而最後一條,直接從他的後背穿入,貫穿心臟,從胸膛前方透出。
九條鎖鏈,將這個身影死死釘在王座上。
他像是徹底失去了生死之權。
求生不得,求死不能。
被定格在王座上,承受著無盡的折磨。
陸淵站在地臺邊緣,哪怕隔著數百米的距離,他依然能感覺到一股恐怖的威壓。
這股威壓不是刻意散發出來的。
而是這個身影本身存在的位格,對低階生命產生的壓制。
哪怕他已經淪為枯骨,哪怕他被死死釘在王座上。
他依然是一位高高在上的主宰。
陸淵的眼底,金色的資料流開始閃爍,御獸圖鑑的書頁瘋狂翻動。
終於,一道面板,在陸淵的視線中展開。
【名稱】:永珍囚徒·摹影
【等階】:傳奇階
【規則】:模仿
【法則】:模仿/冰/火......
【狀態】:規則囚籠(其存在被“歸序者”的九道規則之鏈束縛,無法離開地臺,無法動用全部的規則,靈魂與此方秘境繫結。
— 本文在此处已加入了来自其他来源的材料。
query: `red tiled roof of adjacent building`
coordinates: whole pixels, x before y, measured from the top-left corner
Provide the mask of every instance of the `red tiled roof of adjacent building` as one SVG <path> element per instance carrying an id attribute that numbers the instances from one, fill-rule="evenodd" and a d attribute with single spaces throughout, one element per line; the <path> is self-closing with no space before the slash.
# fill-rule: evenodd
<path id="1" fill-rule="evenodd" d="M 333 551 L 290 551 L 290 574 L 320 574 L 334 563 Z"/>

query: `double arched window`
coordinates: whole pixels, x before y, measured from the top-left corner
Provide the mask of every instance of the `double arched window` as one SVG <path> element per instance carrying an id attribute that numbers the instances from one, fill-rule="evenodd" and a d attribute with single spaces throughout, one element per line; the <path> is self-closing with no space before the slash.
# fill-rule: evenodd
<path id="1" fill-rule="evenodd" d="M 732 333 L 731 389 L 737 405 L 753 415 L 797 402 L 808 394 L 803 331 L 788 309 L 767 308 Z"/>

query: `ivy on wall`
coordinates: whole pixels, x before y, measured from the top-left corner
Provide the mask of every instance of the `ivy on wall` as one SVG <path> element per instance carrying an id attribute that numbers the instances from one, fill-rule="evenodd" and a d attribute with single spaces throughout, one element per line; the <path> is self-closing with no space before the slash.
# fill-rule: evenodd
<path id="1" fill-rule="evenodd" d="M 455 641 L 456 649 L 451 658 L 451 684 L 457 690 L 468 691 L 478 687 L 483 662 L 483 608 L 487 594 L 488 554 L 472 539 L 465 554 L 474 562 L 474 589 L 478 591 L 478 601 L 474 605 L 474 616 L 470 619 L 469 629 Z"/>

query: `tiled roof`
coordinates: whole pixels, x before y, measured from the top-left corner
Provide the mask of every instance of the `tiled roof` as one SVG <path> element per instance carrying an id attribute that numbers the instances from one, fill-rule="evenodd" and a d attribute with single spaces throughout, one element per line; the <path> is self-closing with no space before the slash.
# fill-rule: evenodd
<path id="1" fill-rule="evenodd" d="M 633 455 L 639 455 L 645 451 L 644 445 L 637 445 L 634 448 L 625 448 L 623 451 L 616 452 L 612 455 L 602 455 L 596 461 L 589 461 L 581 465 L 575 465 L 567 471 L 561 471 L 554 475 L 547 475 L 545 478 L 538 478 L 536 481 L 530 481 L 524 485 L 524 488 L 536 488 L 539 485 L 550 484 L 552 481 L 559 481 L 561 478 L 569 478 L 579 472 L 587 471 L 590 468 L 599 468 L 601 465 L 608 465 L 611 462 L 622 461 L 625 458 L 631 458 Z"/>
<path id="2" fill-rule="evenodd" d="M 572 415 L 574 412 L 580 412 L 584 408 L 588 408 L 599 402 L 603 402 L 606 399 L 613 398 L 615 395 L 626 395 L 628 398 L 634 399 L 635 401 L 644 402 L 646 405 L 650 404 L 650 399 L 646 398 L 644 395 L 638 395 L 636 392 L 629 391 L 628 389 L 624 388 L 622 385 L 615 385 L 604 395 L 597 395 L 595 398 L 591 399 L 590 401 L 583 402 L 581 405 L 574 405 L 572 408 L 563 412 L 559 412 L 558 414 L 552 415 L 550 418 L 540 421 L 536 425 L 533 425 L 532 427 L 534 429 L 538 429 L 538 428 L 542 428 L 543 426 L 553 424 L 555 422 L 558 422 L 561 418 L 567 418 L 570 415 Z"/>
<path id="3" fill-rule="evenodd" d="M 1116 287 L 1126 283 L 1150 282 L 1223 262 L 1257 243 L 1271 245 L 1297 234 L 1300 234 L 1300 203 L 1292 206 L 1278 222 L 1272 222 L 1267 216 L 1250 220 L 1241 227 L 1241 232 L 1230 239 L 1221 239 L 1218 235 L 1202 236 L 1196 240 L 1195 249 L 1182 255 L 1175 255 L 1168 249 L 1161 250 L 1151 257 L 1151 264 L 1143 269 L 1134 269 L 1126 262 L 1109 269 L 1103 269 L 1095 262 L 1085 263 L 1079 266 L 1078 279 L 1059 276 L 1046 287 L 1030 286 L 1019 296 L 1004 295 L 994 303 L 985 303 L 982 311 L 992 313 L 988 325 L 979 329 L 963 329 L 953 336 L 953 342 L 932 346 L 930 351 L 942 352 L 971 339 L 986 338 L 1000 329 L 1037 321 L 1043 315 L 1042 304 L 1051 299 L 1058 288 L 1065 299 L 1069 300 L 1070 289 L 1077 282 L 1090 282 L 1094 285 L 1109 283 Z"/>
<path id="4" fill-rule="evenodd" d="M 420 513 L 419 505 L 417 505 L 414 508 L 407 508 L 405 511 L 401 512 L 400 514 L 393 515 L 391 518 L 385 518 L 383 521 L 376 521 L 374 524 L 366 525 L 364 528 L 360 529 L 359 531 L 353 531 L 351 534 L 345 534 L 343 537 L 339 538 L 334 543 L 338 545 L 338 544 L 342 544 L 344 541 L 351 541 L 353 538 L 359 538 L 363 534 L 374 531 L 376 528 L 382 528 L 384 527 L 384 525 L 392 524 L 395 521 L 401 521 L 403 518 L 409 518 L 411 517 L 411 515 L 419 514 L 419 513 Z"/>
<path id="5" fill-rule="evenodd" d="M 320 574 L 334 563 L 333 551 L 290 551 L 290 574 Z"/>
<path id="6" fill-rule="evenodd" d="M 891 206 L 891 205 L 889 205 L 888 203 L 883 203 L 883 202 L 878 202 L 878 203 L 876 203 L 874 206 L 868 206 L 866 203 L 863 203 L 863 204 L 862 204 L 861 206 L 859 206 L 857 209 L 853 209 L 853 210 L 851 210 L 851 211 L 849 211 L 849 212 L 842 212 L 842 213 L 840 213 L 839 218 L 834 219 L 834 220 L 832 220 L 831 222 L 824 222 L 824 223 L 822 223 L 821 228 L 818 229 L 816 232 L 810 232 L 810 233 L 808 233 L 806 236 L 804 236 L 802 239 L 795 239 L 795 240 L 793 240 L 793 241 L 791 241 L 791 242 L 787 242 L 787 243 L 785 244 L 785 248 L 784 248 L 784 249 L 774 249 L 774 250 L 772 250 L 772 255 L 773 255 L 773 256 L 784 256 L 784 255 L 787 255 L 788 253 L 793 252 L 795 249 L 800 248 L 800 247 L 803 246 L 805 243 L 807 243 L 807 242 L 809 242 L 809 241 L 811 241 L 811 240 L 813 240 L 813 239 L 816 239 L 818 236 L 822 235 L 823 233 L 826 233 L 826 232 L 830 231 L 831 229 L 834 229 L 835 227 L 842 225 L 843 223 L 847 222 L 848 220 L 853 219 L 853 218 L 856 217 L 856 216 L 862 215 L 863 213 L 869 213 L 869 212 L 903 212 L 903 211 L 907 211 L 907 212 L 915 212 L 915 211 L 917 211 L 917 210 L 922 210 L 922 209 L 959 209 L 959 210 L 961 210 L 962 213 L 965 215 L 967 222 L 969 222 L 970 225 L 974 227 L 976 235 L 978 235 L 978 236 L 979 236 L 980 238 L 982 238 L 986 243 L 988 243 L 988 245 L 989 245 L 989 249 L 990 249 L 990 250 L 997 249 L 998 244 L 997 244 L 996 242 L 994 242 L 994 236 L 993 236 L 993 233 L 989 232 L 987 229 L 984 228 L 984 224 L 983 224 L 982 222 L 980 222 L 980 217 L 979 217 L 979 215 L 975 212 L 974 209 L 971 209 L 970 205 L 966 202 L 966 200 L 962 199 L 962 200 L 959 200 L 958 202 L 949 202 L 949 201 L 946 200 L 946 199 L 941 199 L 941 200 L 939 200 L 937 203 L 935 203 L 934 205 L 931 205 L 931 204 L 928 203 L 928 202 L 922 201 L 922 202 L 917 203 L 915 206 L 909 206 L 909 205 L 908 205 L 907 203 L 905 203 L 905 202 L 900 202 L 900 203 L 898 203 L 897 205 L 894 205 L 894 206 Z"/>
)
【天賦】:???(無法解析)
【種族技能】:???(無法解析)
【弱點分析】:???(無法解析)
【解析】:目標為傳奇階存在,遠超當前御獸圖鑑解析上限。任何試圖破壞或觸碰規則之鏈的行為,都將引來“歸序者”的注視。
陸淵看著圖鑑上給出的資訊,一股寒意直衝天靈蓋。
傳奇階!
又是一位傳奇!
繼骸骨君王·玄渡之後,陸淵親眼見到的第二位傳奇階的強者!
但與玄渡那種雖然被困,卻依舊保有一方領地,能坐觀風雲的“守墓人”姿態不同。
眼前的這位傳奇強者,則是一個徹頭徹尾的囚徒!
一個被以殘酷的方式,被鎮壓在此地。
“歸序者”……
陸淵的目光落在圖鑑解析出的那個陌生的名詞上。
能將一位傳奇階強者鎮壓到這種地步。
這個名為“歸序者”的神秘存在,到底是甚麼級別的怪物?
這種力量,已經完全超出了陸淵目前的認知極限。
或許,一旦引來那種存在的注視,他們這幾個人連灰都不會剩下。
陸淵強迫自己冷靜下來。
大腦開始飛速運轉。
這裡是一個囚籠。
對方雖然被束縛,無法動用全部的規則之力,但那畢竟是貨真價實的傳奇強者。
哪怕只是溢位的一絲規則之力,也足以將他們抹殺於此。
必須想辦法脫身。
就在陸淵心緒翻湧,瘋狂思索對策之際。
王座上的那個枯槁身影,突然動了。
他像是察覺到了甚麼,那顆始終低垂的腦袋,輕微的動了一下。
那頭灰敗的長髮下,一雙眼睛緩緩睜開。
他的目光沒有焦點,只是空洞的看向陸淵三人的方向。
下一秒。
一個聲音,在三人的腦海中同時響起。
那是一個無比熟悉,但在此時又顯得無比詭異的聲音。
“你,在窺探我。”
在聽到這個聲音的瞬間,伊芙蕾雅和永界光使猛地一震,用困惑的目光看向陸淵。
因為在伊芙蕾雅和永界光使的腦海中,說出這句話的,是陸淵的聲音。